Esteban. Chakwaina, Esteban's mythical counterpart, late 1800s. (University of Michigan Museum of Anthropology.)

The first African to reach what is now the American Southwest, the slave Esteban (d. 1539) was born in Morocco, and was purchased as a servant by the Spaniard Andrés Dorantes. His story is extraordinary because it is both an epic adventure and an example of how complex race relations could be in the 16th century. Dorantes was a member of an ill-fated expedition that sailed from Cuba to what is now Florida in 1528. A series of attacks decimated the explorers, forcing them into a hasty escape into the Gulf of Mexico that eventually stranded them in what is now Galveston, Texas.
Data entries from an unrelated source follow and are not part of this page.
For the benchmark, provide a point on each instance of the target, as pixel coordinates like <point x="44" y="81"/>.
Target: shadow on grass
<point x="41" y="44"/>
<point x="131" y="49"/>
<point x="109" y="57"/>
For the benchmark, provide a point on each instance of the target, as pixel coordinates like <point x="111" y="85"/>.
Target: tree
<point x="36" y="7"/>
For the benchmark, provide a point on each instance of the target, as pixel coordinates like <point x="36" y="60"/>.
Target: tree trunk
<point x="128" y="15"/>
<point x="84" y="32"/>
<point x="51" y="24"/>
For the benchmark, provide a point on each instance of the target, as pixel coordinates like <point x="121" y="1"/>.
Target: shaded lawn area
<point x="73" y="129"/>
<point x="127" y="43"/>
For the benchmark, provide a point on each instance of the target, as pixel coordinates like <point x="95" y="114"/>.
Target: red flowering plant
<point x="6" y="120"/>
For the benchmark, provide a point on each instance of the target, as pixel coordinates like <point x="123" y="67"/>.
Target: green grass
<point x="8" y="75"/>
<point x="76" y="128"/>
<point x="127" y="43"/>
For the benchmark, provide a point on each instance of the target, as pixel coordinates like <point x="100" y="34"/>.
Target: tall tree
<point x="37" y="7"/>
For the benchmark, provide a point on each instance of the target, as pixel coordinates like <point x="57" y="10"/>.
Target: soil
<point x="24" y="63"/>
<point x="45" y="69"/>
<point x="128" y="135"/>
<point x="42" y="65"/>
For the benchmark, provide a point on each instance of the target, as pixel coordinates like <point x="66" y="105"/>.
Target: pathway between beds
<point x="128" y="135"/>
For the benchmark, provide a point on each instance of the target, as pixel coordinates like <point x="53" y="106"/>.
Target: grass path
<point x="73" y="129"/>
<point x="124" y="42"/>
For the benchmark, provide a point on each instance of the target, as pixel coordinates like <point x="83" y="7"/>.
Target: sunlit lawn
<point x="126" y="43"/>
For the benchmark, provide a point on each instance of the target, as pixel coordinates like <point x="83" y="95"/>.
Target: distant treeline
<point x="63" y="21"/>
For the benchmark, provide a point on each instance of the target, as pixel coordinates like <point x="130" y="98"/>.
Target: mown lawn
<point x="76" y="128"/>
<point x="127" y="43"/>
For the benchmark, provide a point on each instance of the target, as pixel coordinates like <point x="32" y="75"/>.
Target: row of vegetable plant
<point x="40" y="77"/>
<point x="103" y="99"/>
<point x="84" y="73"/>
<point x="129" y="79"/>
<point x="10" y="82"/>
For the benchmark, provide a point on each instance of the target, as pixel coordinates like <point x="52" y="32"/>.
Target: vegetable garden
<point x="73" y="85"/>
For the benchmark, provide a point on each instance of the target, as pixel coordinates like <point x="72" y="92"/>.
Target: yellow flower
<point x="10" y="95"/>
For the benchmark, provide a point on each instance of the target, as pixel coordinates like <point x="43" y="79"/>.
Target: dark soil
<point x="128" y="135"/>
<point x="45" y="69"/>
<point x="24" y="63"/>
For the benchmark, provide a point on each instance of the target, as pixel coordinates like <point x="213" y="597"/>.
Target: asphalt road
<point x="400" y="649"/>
Esteban and several others managed to survive the winter, but their efforts to explore the mainland resulted in a hostile encounter with Karankawa Indians, who enslaved the Spaniards for a period of five years. During this time, however, the slave Esteban showed his extraordinary talents as a diplomat and linguist. When he and the three surviving explorers escaped from the Karankawa in 1834, their travels through Mexico earned them a reputation as faith healers, religious figures, and interpreters. After eight years of wandering, Esteban and the explorers arrived in Mexico City. Though they claimed that the rumors of gold and other riches in the wilderness were false, the excitement generated by their exploration caught the attention of the Viceroy, who subsequently purchased Esteban from Dorantes. Esteban was then sent in search of the fabled Cities of Cíbola, and used his reputation among the locals to gain safe passage through their territory. However, Esteban ran afoul of the Zunis when he ignored their warning to stay away from the village of Hawikuh. Though the circumstances of the dispute are not entirely clear, it appears that the Zunis believed that killing Esteban would protect the village from future incursions by European explorers. In fact, the Moroccan left such an impression that the Zunis used him as the model for Chakwaina, a black spirit representing the foreign conquest of their lands (see the image above). After Esteban's death, word reached the Viceroy that Hawikuh was in fact one of the cities of Cíbola, prompting yet another expedition that failed to produce the mythical riches of the New World.